ABSTRAK Sepeda motor memiliki harga yang relatif lebih murah daripada mobil, akan tetapi kemampuan muatannya juga lebih sedikit dibandngkan dengan mobil, yang daya angkutmnya lebih besar dan banyak. Untuk sebagian masyarakat harga sepeda motor sulit dijangkau apabila dibeli dengan cara tunai atau kontan. Permasalahan dalam penelitian ini Bagaimana Proses Penarikan Paksa Kendaraaan Roda Dua Yang Menunggak Angsuran Kredit, Bagaimana Akibat Hukum Atas Penarikan Kendaraan Bermotor oleh Pihak Leasing. Metodologi pengumpulan data-data melalui penelitian kepustakaan (Library Reseach) penelitian kepustakaan, Data sekunder yang merupakan bahan baku yang akan diolah dalam penelitian ini terdiri dari bahan hukum primer, sekunder dan tertier.

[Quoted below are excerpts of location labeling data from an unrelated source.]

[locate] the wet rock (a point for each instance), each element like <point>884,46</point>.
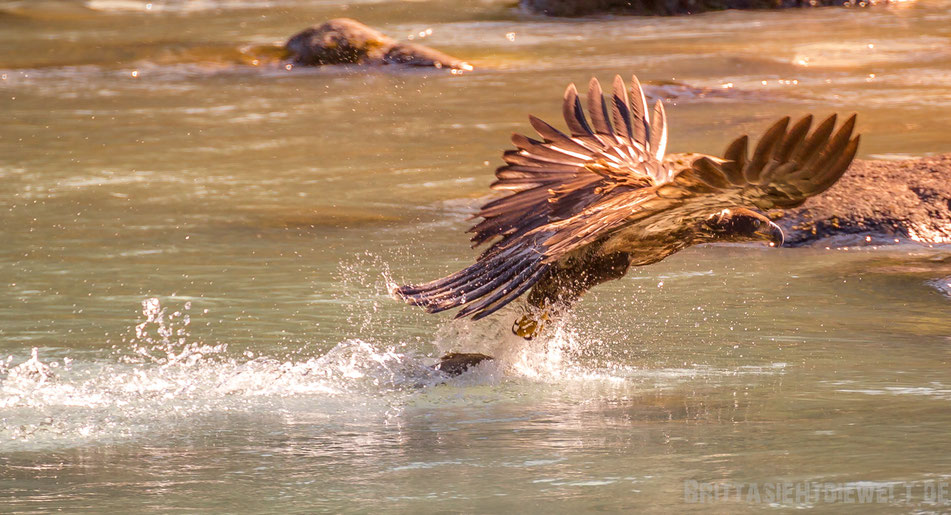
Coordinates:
<point>456,363</point>
<point>669,7</point>
<point>346,41</point>
<point>879,200</point>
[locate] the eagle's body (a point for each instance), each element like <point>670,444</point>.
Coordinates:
<point>585,207</point>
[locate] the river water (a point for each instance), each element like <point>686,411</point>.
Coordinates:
<point>196,252</point>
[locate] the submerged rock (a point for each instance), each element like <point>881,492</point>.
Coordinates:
<point>456,363</point>
<point>346,41</point>
<point>879,199</point>
<point>669,7</point>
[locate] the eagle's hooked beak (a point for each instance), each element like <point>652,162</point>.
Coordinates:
<point>773,234</point>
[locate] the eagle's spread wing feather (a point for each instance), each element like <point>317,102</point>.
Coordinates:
<point>787,166</point>
<point>550,180</point>
<point>570,190</point>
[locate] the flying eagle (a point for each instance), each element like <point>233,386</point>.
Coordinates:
<point>586,206</point>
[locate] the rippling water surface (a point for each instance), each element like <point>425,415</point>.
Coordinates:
<point>196,253</point>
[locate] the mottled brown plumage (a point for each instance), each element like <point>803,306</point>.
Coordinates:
<point>585,206</point>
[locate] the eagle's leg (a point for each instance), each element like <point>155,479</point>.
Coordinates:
<point>564,284</point>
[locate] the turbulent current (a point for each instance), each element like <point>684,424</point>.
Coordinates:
<point>197,244</point>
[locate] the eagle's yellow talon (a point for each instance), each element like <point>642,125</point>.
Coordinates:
<point>529,327</point>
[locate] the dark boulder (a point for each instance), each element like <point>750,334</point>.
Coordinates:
<point>878,200</point>
<point>668,7</point>
<point>456,363</point>
<point>346,41</point>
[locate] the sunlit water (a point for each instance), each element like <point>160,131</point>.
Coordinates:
<point>197,251</point>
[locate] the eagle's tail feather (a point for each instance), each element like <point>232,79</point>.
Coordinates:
<point>484,288</point>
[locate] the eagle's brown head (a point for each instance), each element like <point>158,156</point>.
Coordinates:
<point>739,225</point>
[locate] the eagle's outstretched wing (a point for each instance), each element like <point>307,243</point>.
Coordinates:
<point>570,191</point>
<point>787,166</point>
<point>552,180</point>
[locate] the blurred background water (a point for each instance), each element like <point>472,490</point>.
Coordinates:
<point>196,250</point>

Hasil penelitian menunjukan bahwa proses penarikan paksa kendaraaan roda dua yang menunggak angsuran kredit adalah upaya kreditur untuk merealisasikan haknya sesuai dengan perjanjian yang telah disepakati dalam akte perjanjian sewa beli kendaraan roda dua, akan dilaksanakan secara paksa jika debitur tidak secara sukarela memenuhi kewajibannya, dan Akibat Hukum Atas Penarikan Kendaraan Bermotor oleh Pihak Leasing adalah Bentuk perlindungan hukum yang diberikan terhadap konsumen yang mengalami penarikan kendaraan bermotor oleh pihak leasing melarang perusahaan leasing melakukan penarikan paksa kendaraan bermotor dijalan. Kesimpulan bawah proses penarikan kendaraan roda dua yang menunggak atau tidak membyar angsuran adalah Pihak Leasing dilarang melakukan penarikan paksa kendaraan bermotor dijalan. Saran hendaknya jangan dilakukan eksekusi penyitaan di jalan-jalan, selagi kendaraan tersebut dipakai oleh debitur. Kata Kunci : Leasing, Perjanjian, Penarikan Kendaraan Roda Dua.